Tuesday, May 08, 2007

Summer Schools and treasure hunts

Ruth was back at work today, which was great as I’d missed her last week. It was rather quiet. She brought with her tales of gorgeous weather in Mull, peculiar fishing trips and chocolate ginger biscuits. Hmm. Lovely. Good for my circulation and my hormones – what more could one want?

This morning, I have made more phone calls from work than I normally do in a year.
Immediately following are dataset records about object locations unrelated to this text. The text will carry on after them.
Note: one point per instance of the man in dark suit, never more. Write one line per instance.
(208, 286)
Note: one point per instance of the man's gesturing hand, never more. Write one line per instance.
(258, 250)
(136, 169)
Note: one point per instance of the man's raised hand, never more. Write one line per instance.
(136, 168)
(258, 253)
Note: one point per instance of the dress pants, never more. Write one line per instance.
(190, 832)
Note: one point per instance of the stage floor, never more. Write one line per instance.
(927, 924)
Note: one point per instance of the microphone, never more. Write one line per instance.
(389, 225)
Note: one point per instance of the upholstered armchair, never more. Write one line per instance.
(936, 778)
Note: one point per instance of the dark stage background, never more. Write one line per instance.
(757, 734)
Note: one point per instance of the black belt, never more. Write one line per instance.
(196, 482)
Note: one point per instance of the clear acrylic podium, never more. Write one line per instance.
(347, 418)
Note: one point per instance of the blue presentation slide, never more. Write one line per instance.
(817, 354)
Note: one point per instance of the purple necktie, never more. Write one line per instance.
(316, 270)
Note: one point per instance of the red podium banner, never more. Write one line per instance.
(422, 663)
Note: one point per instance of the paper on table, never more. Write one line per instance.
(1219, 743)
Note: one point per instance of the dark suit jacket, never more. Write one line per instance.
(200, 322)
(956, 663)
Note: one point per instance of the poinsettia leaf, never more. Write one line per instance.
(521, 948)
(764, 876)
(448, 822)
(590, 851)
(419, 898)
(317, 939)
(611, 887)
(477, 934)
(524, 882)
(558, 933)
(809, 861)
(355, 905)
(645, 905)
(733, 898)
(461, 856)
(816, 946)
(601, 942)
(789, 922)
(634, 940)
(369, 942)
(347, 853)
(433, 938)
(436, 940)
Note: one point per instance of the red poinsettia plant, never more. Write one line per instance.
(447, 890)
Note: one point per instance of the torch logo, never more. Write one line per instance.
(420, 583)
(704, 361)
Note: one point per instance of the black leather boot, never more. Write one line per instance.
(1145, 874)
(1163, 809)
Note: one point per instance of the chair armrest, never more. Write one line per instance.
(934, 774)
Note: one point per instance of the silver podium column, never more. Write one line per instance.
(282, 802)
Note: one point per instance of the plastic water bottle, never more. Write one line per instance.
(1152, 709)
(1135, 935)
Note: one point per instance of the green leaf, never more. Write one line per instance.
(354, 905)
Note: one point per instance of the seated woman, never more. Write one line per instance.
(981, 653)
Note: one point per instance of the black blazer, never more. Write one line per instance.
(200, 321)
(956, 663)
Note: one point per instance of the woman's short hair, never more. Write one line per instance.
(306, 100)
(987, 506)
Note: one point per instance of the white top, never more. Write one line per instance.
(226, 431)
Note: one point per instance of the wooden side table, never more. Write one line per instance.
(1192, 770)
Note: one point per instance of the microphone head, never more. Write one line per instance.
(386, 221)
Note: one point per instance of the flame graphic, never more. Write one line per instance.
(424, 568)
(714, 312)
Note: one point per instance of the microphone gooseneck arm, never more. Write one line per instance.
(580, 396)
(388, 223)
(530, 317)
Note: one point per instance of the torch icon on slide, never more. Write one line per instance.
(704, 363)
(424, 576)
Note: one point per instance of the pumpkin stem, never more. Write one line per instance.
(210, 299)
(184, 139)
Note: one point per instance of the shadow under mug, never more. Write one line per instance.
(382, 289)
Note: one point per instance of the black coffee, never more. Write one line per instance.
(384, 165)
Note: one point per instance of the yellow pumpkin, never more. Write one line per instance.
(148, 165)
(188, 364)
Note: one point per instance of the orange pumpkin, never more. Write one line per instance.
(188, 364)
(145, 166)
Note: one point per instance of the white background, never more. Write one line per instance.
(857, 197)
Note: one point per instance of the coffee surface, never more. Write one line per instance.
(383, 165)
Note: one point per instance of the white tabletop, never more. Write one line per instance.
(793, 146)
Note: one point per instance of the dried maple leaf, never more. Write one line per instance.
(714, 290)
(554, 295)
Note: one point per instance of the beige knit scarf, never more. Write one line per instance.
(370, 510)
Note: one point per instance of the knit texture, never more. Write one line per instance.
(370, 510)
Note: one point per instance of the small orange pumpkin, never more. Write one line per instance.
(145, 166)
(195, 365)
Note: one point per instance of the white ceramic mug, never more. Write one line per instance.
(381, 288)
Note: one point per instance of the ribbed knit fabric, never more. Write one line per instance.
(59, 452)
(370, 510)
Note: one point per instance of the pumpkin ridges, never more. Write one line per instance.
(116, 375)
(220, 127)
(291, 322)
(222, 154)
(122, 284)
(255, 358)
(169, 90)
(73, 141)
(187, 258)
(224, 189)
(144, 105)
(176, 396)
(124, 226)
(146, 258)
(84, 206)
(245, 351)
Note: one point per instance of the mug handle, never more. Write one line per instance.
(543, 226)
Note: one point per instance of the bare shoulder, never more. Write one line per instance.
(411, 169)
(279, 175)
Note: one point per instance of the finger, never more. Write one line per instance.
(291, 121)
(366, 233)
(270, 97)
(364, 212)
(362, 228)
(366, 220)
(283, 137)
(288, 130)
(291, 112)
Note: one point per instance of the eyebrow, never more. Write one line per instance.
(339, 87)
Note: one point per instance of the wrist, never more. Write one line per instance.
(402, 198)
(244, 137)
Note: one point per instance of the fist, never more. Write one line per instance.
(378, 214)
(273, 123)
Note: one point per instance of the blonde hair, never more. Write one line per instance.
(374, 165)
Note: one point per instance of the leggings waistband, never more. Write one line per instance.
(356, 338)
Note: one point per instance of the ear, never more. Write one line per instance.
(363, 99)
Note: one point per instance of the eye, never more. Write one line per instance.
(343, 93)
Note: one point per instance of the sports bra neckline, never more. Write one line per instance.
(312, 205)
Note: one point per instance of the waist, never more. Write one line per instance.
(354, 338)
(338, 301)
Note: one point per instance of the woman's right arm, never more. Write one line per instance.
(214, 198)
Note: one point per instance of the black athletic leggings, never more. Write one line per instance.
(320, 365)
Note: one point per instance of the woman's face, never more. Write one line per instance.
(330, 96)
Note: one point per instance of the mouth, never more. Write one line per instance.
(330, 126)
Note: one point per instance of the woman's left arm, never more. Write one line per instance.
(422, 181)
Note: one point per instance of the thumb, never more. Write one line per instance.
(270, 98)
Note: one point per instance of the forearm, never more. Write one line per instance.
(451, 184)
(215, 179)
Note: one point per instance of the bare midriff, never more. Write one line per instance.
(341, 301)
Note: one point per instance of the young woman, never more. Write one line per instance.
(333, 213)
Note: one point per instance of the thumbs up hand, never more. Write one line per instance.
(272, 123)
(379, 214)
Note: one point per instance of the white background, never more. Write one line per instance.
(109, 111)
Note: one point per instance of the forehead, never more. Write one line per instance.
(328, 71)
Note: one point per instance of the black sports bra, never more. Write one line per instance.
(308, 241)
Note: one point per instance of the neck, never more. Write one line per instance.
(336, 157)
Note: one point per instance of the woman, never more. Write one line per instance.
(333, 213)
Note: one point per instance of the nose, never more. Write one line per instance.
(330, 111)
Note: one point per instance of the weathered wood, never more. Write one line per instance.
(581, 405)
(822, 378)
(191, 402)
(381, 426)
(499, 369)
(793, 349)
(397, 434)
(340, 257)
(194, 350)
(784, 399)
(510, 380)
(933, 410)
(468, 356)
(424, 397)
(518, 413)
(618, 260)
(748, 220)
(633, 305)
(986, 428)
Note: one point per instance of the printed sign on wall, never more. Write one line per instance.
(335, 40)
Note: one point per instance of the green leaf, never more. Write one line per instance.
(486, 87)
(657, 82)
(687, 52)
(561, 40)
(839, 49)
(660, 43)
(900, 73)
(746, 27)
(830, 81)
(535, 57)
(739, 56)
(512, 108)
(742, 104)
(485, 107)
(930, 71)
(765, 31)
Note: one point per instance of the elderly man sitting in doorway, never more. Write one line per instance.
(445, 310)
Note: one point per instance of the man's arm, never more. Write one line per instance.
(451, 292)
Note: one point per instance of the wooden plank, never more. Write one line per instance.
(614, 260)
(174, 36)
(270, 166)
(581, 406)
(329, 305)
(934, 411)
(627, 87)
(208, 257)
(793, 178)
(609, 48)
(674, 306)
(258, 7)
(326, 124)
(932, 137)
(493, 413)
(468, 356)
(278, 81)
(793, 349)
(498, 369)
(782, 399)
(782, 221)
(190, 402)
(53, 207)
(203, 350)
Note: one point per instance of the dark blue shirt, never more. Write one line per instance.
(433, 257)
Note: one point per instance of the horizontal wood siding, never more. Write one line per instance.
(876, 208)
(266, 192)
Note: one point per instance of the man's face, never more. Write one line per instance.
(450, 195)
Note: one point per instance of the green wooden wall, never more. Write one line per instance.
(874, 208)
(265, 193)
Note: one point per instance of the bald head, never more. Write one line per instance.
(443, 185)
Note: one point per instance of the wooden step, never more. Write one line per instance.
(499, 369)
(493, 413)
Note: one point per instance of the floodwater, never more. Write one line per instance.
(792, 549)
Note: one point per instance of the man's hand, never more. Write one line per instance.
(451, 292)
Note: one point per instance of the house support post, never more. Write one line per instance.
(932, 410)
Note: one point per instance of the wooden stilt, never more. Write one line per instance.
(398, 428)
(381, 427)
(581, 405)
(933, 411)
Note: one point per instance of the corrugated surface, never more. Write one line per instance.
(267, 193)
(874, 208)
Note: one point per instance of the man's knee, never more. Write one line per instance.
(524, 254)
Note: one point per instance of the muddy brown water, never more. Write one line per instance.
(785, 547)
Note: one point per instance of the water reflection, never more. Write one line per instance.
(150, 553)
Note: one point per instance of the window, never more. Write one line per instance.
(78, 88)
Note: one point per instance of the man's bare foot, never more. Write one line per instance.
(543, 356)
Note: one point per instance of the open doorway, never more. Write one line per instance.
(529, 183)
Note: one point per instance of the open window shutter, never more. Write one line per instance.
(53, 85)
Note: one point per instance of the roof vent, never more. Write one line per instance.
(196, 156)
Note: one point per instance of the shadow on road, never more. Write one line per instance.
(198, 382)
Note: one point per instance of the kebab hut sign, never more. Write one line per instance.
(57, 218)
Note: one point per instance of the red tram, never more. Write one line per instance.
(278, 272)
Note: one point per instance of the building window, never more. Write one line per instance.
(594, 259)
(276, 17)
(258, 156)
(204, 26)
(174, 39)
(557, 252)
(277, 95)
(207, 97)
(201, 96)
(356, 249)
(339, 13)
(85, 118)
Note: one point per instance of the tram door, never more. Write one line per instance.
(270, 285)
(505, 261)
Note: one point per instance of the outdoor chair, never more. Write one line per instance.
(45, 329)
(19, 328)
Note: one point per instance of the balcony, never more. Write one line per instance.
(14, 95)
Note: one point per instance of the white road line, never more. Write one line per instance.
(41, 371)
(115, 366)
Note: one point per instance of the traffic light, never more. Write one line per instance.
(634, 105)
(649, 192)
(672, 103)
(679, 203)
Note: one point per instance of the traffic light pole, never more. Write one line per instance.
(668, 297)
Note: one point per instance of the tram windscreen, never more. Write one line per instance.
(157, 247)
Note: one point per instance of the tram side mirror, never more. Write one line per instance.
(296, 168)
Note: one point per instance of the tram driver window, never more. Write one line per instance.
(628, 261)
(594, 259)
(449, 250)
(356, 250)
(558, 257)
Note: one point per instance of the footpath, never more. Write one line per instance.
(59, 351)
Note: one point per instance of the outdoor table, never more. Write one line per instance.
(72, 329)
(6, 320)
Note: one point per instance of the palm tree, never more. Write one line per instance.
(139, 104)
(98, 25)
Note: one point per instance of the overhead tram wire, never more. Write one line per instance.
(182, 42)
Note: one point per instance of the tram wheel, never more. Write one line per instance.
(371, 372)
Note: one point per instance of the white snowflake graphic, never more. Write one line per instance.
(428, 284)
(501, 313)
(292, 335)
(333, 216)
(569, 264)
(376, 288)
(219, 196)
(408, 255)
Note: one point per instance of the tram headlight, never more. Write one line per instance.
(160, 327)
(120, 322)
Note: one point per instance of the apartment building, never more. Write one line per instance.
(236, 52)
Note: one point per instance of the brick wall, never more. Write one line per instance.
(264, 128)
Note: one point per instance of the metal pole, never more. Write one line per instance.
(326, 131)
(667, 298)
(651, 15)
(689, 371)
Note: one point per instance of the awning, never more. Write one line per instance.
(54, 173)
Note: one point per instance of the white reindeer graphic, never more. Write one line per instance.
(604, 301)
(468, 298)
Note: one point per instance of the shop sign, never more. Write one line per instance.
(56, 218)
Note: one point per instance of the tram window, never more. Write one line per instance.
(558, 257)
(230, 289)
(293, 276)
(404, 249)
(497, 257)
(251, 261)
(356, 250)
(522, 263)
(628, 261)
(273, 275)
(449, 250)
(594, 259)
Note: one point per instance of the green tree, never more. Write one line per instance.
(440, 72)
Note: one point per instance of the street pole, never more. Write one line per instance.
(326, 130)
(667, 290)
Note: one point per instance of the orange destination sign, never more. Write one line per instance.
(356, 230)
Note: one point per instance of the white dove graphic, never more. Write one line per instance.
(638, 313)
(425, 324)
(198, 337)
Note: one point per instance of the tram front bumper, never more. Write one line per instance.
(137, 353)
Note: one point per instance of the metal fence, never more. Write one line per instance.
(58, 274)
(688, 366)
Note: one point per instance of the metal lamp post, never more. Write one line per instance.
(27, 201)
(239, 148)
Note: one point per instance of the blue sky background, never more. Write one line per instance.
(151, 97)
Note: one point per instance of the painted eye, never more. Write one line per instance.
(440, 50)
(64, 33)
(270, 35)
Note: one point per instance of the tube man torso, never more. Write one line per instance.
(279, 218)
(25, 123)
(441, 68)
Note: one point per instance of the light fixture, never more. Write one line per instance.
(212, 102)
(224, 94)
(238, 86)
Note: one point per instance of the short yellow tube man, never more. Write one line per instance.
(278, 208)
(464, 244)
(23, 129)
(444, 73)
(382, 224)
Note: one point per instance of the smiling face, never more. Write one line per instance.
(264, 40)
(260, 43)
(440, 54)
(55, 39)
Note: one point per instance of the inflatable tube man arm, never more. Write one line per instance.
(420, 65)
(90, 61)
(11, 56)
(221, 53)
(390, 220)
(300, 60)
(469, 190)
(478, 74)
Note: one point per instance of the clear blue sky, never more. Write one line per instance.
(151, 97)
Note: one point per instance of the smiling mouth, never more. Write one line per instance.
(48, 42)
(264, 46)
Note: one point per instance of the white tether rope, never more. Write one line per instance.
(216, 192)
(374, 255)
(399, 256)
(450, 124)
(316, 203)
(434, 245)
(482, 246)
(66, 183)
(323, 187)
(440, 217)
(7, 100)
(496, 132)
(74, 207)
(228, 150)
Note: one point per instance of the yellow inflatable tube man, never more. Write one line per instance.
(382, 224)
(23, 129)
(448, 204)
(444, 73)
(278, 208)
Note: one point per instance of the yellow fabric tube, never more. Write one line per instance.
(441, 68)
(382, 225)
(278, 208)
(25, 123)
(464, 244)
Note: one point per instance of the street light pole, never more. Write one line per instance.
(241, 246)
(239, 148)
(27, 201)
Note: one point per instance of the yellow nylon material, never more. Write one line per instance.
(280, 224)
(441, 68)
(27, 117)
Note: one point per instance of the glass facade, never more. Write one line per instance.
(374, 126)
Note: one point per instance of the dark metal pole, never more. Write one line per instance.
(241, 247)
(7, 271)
I rang Marian (golfing partner) to give her the name of the new National Trust property that Lord H and I visited last month as she was wanting to know it; I rang Jennifer at Goldenford (http://www.goldenford.co.uk/) to confirm whether this Thursday’s meeting is on or not. Answer – it is. So I’d better do an agenda then. And I think in that case I won’t go to Guildford Writers (http://www.guildfordwriters.net/) tonight as otherwise there’ll not be an evening in till the weekend. And I can’t do that any more. Not now I’m in my Executive Years. I also rang Guildford Museum as Lord H and I are keen to go to their showing of “A Night at the Museum” plus treasure hunt in a couple of weeks’ time. Yes, we’re just 7 year olds at heart … And it gives me an excuse to get my big torch (careful!...) out and do a lot of screaming, so what could be nicer?

In the middle of all that, I’ve sorted out various Professors, their Secretaries and all my outstanding meetings, by the simple approach of putting everything which should have been in May to the end of June instead. So they can’t go on holiday, ha! Oh. Darn it – neither can I then. Ah well. It will make June top-heavy to the point of implosion with minuting, but I’m hoping the joy of my birthday will carry me through the pain of having to work.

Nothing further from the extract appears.